For all cancers incidence increases with increasing age, therefore, increasing numbers of patients may have concomitant risk factors for cardiac disease at the time of diagnosis. In parallel, thresholds for offering treatment, including cytotoxic chemotherapy are becoming lower and survival is improving. This has resulted in more long term cancer survivors, including those who are cured and those with 'chronic' cancer requiring multiple drug interventions to control their disease. Longer survival highlights the importance of long term treatment related toxicity. Although paediatric malignancies are rare, the high cure rates achieved over the last two decades has highlighted the problems which may be encountered in adult life with relation to treatment induced late effects [
2‐
4]. Anthracyclines are the drug class most closely associated with acute and late cardiac toxicity [
5].
It has been known since the 1970s that anthracycline treatment is associated with an increased risk of heart failure, and that this is dependent on cumulative dose and schedule [
6]. While the anti-cancer effects of anthracyclines are mediated primarily through inhibition of DNA synthesis, transcription and replication, they also generate oxygen-derived free radicals using iron as a co-factor and the mitochondrial respiratory chain. These free radicals cause direct damage to proteins, lipids and DNA and most available evidence suggests that myocyte apoptosis is related to increased oxidative stress caused by these processes [
7]. However, cardiac myocytes do not increase in overall numbers after the postnatal period. Young adults have a mean of 8.2 billion myocyte nuclei [
8], but around 52 million (0.6%) are lost each year, resulting in a 35% reduction in myocyte numbers during adult life.

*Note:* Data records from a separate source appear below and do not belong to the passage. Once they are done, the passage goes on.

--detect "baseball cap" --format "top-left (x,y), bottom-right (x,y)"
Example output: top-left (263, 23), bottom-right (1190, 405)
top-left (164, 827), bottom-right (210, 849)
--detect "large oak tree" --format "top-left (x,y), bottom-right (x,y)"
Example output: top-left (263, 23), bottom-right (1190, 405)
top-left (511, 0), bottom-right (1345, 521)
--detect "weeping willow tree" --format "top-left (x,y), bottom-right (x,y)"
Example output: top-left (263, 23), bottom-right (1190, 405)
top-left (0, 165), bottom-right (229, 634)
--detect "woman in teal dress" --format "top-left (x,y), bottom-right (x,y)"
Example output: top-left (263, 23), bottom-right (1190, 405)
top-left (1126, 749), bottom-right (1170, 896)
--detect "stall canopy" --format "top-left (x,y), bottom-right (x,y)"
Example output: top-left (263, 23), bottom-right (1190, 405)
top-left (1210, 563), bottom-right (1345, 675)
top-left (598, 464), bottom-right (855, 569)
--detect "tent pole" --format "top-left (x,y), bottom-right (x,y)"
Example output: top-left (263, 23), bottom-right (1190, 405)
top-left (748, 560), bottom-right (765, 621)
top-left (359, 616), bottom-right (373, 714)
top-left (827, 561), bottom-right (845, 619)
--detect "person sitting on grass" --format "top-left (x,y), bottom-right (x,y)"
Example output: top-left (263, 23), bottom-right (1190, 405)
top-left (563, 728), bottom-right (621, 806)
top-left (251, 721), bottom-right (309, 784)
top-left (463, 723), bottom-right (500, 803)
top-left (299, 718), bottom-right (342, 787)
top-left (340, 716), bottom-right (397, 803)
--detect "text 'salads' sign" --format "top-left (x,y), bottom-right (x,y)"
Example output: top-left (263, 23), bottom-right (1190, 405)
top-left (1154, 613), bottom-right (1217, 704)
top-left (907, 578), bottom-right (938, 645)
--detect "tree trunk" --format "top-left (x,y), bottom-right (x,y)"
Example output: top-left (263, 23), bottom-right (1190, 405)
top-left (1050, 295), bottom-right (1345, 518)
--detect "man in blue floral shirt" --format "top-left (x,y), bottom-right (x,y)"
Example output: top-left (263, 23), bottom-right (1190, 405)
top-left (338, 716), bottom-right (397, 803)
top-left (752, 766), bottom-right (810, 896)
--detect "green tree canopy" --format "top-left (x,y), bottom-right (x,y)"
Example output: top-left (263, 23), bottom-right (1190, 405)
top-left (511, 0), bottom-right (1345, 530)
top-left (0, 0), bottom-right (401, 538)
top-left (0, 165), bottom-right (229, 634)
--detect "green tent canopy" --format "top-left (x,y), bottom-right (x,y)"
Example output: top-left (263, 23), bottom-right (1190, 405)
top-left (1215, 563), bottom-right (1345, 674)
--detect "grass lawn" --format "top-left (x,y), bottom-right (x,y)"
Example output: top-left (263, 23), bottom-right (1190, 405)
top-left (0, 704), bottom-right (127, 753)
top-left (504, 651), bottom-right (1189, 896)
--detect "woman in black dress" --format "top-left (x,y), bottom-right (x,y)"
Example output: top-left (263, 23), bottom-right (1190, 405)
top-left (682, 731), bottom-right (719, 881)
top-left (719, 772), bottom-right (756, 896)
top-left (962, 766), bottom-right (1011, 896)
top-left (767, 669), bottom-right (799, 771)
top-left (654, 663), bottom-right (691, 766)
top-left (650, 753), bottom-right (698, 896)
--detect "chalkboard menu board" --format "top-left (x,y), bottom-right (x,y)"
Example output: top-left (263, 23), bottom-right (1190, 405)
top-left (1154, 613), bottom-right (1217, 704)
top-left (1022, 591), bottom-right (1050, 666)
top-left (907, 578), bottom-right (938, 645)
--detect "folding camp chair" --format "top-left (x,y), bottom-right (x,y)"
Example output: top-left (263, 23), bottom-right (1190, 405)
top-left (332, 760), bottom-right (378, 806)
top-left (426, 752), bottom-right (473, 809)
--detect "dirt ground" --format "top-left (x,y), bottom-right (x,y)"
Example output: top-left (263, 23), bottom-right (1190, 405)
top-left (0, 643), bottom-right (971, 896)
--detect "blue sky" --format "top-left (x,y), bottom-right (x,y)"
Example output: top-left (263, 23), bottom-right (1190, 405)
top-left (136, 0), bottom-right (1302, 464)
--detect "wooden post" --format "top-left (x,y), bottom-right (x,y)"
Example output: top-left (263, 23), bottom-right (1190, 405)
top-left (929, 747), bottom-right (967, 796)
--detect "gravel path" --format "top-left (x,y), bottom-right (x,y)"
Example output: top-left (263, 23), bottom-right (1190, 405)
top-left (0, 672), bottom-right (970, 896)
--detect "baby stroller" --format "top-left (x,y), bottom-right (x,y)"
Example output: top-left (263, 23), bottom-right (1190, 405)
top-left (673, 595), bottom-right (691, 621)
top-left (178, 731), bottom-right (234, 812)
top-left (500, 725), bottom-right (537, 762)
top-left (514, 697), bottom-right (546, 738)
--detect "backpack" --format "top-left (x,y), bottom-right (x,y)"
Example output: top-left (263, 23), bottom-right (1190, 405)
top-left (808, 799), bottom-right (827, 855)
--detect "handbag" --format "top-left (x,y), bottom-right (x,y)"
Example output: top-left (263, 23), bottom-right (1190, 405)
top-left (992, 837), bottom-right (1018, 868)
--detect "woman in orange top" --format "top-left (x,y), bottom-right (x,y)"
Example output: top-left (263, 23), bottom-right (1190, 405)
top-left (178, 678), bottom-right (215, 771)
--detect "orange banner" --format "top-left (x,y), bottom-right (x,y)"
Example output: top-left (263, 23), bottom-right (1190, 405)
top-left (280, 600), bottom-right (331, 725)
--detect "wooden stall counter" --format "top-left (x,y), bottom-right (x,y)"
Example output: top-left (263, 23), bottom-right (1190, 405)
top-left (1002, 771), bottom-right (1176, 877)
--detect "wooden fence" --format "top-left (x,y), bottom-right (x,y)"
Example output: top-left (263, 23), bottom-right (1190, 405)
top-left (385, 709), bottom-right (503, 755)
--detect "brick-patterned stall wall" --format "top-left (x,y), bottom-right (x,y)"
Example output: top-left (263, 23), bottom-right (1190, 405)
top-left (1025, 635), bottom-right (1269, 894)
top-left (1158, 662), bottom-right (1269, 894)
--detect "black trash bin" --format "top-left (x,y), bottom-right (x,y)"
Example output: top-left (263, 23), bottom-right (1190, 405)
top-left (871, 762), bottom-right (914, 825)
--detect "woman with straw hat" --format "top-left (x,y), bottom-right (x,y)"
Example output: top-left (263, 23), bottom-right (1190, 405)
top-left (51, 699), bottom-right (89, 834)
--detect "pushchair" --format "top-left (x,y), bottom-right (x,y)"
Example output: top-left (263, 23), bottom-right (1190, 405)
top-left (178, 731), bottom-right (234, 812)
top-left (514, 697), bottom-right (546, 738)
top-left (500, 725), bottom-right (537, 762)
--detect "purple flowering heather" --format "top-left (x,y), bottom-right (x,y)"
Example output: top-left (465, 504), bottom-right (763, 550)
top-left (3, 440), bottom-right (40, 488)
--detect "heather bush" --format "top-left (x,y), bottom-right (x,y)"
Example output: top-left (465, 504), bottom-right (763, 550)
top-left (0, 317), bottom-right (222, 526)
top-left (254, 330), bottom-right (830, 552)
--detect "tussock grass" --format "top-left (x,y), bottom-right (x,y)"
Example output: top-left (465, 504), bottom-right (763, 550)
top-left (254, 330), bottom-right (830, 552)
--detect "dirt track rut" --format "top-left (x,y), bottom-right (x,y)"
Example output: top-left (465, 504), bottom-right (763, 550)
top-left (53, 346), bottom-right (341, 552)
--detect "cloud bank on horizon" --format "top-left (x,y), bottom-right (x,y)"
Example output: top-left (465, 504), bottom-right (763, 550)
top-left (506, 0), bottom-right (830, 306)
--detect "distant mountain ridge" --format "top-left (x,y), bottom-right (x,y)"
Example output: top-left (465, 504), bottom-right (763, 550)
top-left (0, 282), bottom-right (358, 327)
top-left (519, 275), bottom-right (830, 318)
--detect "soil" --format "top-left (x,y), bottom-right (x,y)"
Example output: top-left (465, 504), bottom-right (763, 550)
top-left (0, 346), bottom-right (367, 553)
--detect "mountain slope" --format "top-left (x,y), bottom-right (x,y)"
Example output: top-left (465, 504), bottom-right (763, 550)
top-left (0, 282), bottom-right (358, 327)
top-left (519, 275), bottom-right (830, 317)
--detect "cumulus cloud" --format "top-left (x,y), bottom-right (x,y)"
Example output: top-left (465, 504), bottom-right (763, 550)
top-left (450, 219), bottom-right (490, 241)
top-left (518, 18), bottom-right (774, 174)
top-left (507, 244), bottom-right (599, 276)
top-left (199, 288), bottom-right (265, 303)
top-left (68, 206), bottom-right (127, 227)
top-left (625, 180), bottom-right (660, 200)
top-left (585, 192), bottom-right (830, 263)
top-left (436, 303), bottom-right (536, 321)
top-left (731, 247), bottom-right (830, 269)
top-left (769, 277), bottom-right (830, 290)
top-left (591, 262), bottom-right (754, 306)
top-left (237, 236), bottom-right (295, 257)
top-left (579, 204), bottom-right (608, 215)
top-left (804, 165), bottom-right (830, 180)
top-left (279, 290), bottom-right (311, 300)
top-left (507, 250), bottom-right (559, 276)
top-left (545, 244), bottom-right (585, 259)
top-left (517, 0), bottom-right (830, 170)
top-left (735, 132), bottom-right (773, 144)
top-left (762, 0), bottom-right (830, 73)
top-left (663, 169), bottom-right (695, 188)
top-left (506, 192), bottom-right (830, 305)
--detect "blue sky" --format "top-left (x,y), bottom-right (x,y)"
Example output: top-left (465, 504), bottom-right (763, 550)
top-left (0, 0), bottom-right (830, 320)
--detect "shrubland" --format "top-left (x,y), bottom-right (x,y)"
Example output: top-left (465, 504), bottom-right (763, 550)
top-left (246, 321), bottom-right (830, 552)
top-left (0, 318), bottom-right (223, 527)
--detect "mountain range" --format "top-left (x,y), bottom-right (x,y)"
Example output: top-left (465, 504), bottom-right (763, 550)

Ventricular wall thickness is maintained by increasing myocyte volume (110 μm
3/year), but nevertheless there is an overall loss of ventricular mass of 0.9 g/year. With their very limited capacity for mitosis, any additional loss of myocytes will result in a permanent reduction in myocyte numbers, an increased reliance on adaptive mechanisms and increasing vulnerability during normal age-dependent cell loss.
Methods
This systematic review was conducted according to a protocol based on published guidelines [
18], available from the corresponding author upon request, and is reported according to the recent PRISMA guidelines [
19] (see Additional file
1).
Search strategy
Searches were conducted of Medline, EMBASE and the Cochrane Library in June 2008 using a combination of free text and thesaurus terms for individual anthracycline agents combined with terms for different tumour types, cardiotoxicity and randomised controlled trials (RCTs) (see Additional file
2). Additional studies were identified by screening reference lists of identified studies and reviews. Abstracts and posters were included only if they were reported in sufficient detail to enable full data extraction. Studies published in any language were eligible. Non-published articles were not sought.
Selection criteria
Adults and children treated with an anthracycline for breast or ovarian cancer, sarcoma, non-Hodgkin's or Hodgkin's lymphoma and myeloma. The rationale for choosing these cancers was that they would be likely to have long-term survivors, and thus longer follow up on other important outcomes also. We excluded studies on participants with leukaemia due to the use of multiple chemotherapy agents known to cause cardiotoxicity confounding interpretation of results, and studies of lung and gastrointestinal (GI) cancers as they also have confounding factors with treatment coupled with poor long term outcomes making interpretation of results difficult.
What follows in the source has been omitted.